= Spatial Development in Cameroon =

Generally, spatial development is linked to include all the techniques used by planners, geographers and other actors of decision making to facilitate integrated balanced development. Spatial planning for development has no territorial barrier, ranging across continents, regions, nations and local communities. Various forms of spatial development qualities have been attributed mainly by the Developed World, while the Developing World and Cameroon in particular, are still trying to integrate the formula into their system. As such, to understand better spatial development in Cameroon, a brief notion of the African context is necessary.

== Summary of Spatial Development in the Africa context==

Today, programmes that promotes spatial equity in national development are being given increased attention by international agencies and governments of developing nations, including Cameroon. Industrial expansion within the metropolitan centres is now given the same priority as agricultural policies. However, the inability to build a productive spatial system that integrates urban centres and rural hinterlands into mutual networks of production and exchange has led to a growing number of poor people in the developing nations.

One of the greatest challenges facing Africa today is to upgrade sustainable development in areas where poverty and other economic problems are pronounced. The issue of environmental development needs to be enforced, especially as the world is today speaking the environmental language. It might be surprising to note that, only a few countries in Africa have concrete spatial development plans, most of them situated in the extreme South and North of the continent. Good examples are seen in the Republic of South Africa where there is a development plan at the national level called Spatial Development Initiative (SDI), presently known as, the National Spatial Development Perspective (NSDP). The main aim of these plans is to encourage integrated development within a given space defined by its economic potential rather than by political boundaries. Most of the present day spatial development policies in African countries are linked to their colonial history. That is, development plans mainly in the form of transport and infrastructure were focused along the coast and other sources of raw materials in the hinterlands. This is one of the reasons for spatial inequality in most African countries. Therefore, there is an urgent need for new approaches of spatial development to obtain equity in enhancement.

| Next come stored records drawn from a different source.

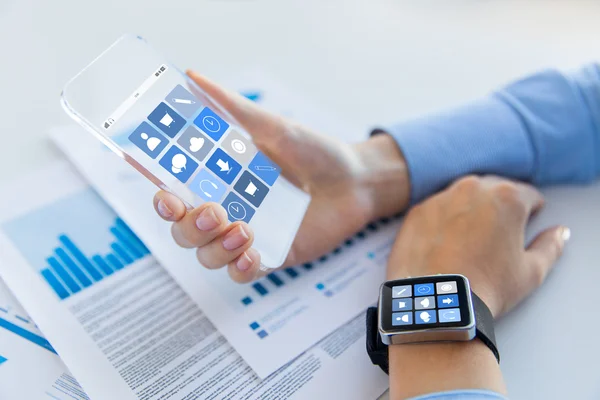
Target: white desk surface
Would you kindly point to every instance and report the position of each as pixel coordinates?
(370, 61)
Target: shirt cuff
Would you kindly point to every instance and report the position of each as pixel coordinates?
(462, 395)
(483, 137)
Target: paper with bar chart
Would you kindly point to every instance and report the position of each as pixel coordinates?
(124, 327)
(25, 352)
(282, 314)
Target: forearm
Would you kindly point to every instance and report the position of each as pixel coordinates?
(419, 369)
(384, 176)
(544, 129)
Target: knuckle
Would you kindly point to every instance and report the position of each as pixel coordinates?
(538, 273)
(207, 260)
(469, 183)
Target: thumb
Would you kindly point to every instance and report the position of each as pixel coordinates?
(543, 252)
(261, 124)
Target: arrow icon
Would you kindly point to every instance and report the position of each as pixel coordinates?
(224, 165)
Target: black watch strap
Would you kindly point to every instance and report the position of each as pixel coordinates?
(485, 325)
(378, 351)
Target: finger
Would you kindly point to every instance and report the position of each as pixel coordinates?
(169, 206)
(261, 124)
(542, 254)
(519, 194)
(245, 268)
(200, 226)
(228, 246)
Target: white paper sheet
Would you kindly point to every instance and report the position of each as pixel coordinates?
(283, 314)
(124, 327)
(29, 367)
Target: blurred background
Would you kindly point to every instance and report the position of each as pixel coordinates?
(371, 62)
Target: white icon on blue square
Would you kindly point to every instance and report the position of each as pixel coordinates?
(402, 304)
(183, 101)
(423, 289)
(148, 139)
(425, 317)
(264, 168)
(237, 209)
(178, 164)
(211, 123)
(167, 120)
(208, 186)
(251, 189)
(223, 166)
(401, 319)
(448, 301)
(449, 315)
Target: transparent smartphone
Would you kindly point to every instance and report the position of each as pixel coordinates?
(153, 116)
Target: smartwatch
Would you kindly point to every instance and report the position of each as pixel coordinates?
(437, 308)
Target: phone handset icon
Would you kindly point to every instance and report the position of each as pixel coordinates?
(206, 190)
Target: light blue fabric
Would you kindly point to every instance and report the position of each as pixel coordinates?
(462, 395)
(544, 129)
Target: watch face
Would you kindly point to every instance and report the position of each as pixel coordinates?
(425, 303)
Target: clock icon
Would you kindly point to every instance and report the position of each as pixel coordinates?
(236, 210)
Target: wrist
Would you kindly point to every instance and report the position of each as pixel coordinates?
(417, 369)
(384, 176)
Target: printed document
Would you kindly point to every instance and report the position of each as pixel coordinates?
(283, 314)
(123, 326)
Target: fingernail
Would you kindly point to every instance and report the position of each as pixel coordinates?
(163, 209)
(244, 262)
(207, 220)
(235, 238)
(564, 234)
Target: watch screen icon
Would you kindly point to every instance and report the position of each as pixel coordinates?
(401, 318)
(446, 287)
(424, 289)
(449, 315)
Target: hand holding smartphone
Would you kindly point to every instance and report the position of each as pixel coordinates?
(157, 119)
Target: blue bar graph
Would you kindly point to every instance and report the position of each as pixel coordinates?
(291, 272)
(62, 273)
(102, 265)
(75, 242)
(260, 289)
(114, 262)
(55, 284)
(80, 257)
(120, 251)
(275, 279)
(72, 266)
(32, 337)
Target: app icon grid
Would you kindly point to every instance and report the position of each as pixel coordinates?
(175, 119)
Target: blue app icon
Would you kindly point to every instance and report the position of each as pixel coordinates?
(223, 166)
(264, 168)
(401, 318)
(237, 209)
(425, 317)
(167, 120)
(211, 123)
(448, 301)
(423, 289)
(449, 315)
(402, 304)
(208, 186)
(148, 139)
(178, 164)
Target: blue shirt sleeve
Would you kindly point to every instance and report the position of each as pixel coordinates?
(462, 395)
(543, 129)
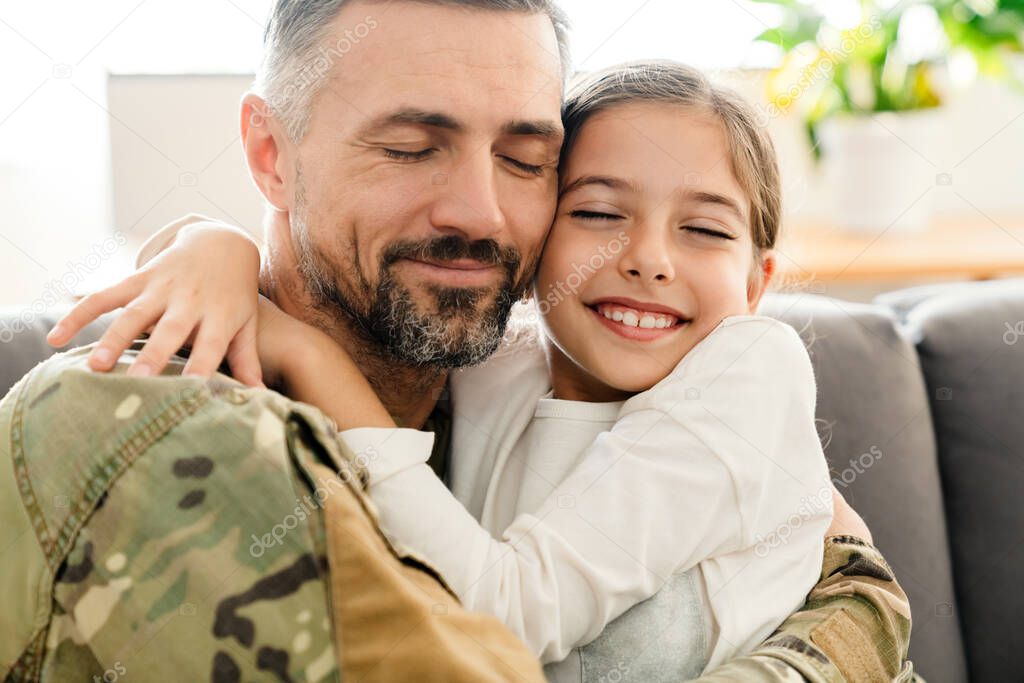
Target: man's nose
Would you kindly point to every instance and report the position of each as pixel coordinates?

==Cameroon and Spatial Development==

===History===
Spatial development in Cameroon dates as far back as the German colonial era. The influence of the Germans through trade and commerce, created a number of trading ports which later became townships. Development plans were purely aimed at export and recruiting areas for soldiers and labourers. Townships whose growth and development could be attributed to this include amongst others, Buea, Kumba, Bamenda, Yaoundé and Douala. Apart from the above policies, the Germans used zoning and racial residential segregation as instruments of land use in the country.

Like the Germans, when the British took over the Western part of Cameroon, they spent no time in establishing growth and development of settlements. Most of the government buildings were on hill tops, overlooking the remote indigenous settlements. Good examples are the GRAs (Government Residential Areas) in Limbe and Buea, and the hilltop station buildings in Bamenda, meant for high class residential only.

History of Cameroon has made it understandable that Cameroon’s experience in spatial planning began in 1966 and span up to 1976 with the introduction of the first and second Five Year Social and Economic Development Plans. The objective was to equitably share the economic resources and fruits of economic progress. The 1961 constitutions placed the spatial planning machinery exclusively into the hands of the Presidency and the National Assembly. In his capacity as the Chief of State of the United Republic of Cameroon, the President had to define the main lines of planning in a Presidential Circular and takes the major decision. On its part, the National Assembly debates and votes on laws to approve the plans.

Planning at the national level was carried out by the Ministry of Planning and Territorial Development. Together with its various departments the ministry was responsible for planning medium and long term development. At the provincial level, the Economic service collected, centralised and handed data to the Governor and the Minister and also organised social development plans at the Provincial Planning Board. At the Divisional level, the Divisional Development Committee was chaired by the Prefect and comprised Mayors, Deputies and private individuals.

===Present Situation===

Recent spatial planning and development policies in Cameroon are a legacy of its colonial history. Most of the land use plans initiated by the colonial masters have been maintained and strengthened by the country’s planning authorities. This has greatly increased the developmental gap between the colonial townships that are presently urban towns and the rural areas.

Cameroon cannot boast of a real National Spatial Development Plan. Most of the documents emphasising spatial development exist at the regional and local levels but are faced by problems of implementation. The country has a fashionable 'integrated', 'basic need-oriented', 'bottom-up' and 'development-from-within' regional policy programmes. In discussing such a programme and proposing elements of a modified development strategy, it can, however, be argued that even the first step of creating a basic regional development project has been far from satisfactory. Furthermore, in spite of government public speaking, no regional development policy as normally defined exists. What do exist are regional effects of development projects. This prompts the question of whether it may be preferable to replace the term 'regional development policy', with regional 'project policy'.